Nesse período eu já era realmente uma mocinha, tinha meus dezoito anos, e precisei pausar novamente minha vida por Ela, lançando atestados na faculdade e no trabalho. Depois da recuperação surgiram outras perguntas frequentes “mas agora passou né?”, “então você não tem mais?”, e para elas as mesmas respostas “não, não passou” e a de sempre, “eu tenho Endometriose”.
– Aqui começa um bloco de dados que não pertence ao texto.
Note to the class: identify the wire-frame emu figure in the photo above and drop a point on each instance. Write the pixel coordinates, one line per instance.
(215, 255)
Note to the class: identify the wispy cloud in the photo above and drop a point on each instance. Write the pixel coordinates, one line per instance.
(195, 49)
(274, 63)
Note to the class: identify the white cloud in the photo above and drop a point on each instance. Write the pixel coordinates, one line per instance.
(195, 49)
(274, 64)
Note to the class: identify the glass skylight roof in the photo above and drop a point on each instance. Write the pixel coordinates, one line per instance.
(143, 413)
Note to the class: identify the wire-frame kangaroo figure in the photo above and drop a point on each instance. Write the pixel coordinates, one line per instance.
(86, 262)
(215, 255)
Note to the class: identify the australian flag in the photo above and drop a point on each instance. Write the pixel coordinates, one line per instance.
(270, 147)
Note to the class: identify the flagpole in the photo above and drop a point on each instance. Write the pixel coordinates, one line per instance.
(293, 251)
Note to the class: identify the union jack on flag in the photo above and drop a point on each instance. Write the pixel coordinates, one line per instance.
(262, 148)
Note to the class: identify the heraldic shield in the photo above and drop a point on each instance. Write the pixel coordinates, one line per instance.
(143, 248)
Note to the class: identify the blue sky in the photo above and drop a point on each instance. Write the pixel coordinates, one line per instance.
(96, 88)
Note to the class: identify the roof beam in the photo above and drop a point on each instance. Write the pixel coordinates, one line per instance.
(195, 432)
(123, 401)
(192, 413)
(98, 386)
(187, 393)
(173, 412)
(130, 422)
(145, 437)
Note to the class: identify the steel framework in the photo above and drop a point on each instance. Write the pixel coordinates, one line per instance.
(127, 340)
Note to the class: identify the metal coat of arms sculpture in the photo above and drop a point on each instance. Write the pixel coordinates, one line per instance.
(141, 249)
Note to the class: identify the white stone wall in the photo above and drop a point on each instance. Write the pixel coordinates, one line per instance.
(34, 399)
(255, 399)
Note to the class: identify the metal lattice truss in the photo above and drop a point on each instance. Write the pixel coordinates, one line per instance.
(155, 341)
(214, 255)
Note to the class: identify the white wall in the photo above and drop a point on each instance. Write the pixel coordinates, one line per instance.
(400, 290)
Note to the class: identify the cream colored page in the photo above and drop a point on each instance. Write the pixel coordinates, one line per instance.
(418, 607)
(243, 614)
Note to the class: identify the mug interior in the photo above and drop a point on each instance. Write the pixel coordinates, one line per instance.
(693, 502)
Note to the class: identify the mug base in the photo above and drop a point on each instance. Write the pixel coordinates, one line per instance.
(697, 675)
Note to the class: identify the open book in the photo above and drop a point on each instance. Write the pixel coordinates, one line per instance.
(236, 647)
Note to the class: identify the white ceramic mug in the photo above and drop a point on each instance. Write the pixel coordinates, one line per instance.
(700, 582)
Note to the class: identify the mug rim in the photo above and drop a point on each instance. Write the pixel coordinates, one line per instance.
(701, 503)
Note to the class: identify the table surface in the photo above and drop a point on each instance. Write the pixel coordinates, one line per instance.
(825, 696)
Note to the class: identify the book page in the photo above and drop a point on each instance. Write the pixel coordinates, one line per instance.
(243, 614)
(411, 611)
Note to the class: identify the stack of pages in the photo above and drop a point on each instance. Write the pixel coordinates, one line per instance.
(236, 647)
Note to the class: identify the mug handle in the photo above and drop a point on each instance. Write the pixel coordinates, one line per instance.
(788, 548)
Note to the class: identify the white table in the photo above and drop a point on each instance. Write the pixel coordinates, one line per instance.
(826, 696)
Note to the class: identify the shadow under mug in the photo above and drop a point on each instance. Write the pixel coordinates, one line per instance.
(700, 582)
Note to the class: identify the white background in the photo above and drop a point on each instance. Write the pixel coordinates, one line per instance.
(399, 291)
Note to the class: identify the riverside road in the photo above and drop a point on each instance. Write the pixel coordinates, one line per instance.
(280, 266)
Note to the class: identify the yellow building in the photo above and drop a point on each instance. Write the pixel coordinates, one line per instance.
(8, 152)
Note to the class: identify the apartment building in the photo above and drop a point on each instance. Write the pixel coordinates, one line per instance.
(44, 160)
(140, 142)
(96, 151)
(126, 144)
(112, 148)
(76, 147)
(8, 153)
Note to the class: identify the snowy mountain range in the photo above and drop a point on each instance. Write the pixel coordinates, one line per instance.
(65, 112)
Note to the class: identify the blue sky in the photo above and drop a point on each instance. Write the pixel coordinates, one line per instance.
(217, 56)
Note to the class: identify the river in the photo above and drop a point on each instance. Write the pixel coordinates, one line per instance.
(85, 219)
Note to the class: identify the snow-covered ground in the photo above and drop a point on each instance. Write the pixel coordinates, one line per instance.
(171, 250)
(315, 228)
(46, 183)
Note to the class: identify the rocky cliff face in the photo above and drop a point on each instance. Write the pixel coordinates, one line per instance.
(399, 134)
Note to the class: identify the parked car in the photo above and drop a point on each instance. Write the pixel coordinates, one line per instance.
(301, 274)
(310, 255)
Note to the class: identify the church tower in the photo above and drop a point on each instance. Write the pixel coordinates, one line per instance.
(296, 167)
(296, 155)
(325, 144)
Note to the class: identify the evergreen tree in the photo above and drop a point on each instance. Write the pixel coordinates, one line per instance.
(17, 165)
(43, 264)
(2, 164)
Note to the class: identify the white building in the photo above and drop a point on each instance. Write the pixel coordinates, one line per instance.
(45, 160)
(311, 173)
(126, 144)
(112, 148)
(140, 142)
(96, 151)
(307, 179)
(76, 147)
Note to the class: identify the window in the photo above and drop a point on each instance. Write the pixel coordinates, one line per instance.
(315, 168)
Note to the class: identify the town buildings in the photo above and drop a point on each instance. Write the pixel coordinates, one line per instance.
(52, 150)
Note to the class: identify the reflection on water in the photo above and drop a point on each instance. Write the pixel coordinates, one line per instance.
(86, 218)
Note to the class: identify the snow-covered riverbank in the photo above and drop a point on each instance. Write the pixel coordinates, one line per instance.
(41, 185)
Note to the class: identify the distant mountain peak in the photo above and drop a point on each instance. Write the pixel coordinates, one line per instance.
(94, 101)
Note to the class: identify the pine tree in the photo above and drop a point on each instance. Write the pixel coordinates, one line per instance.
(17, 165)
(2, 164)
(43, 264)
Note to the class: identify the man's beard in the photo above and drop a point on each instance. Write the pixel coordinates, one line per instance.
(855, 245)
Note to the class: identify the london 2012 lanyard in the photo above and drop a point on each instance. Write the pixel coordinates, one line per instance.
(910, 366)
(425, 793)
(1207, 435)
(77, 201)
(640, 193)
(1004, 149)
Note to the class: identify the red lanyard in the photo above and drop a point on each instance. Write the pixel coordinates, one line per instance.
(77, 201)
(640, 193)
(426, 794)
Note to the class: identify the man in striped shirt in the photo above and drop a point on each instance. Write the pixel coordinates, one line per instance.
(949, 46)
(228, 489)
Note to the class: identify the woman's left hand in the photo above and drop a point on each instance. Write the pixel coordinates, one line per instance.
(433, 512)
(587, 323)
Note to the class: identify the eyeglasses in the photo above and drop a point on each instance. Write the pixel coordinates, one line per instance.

Ela está aqui e, como eu disse no começo do texto, Ela habita em mim. Ouso dizer que nós duas desenvolvemos uma boa relação atualmente, com respeito, carinho e cuidados. Mas caro leitor, não é fácil, muito menos simples. Uma dor não é apenas dor, não é tão normal como falam. É um assunto sério e que deve ser respeitado. Todas as mulheres que sofrem com Ela devem ter compreensão, seja na casa, na escola, faculdade, trabalho e até mesmo na família.

Além disso, devemos informar e receber informações sobre o assunto, pois seus casos aumentam sempre mais e muitas pessoas descobrem em tempo tardio a doença, não tendo o mesmo resultado que eu tive, tendo que retirar mais órgãos, passar por mais procedimentos cirúrgicos, pausando mais suas vidas. Não é drama, frescura ou fraqueza. É Endometriose, é isso o que é.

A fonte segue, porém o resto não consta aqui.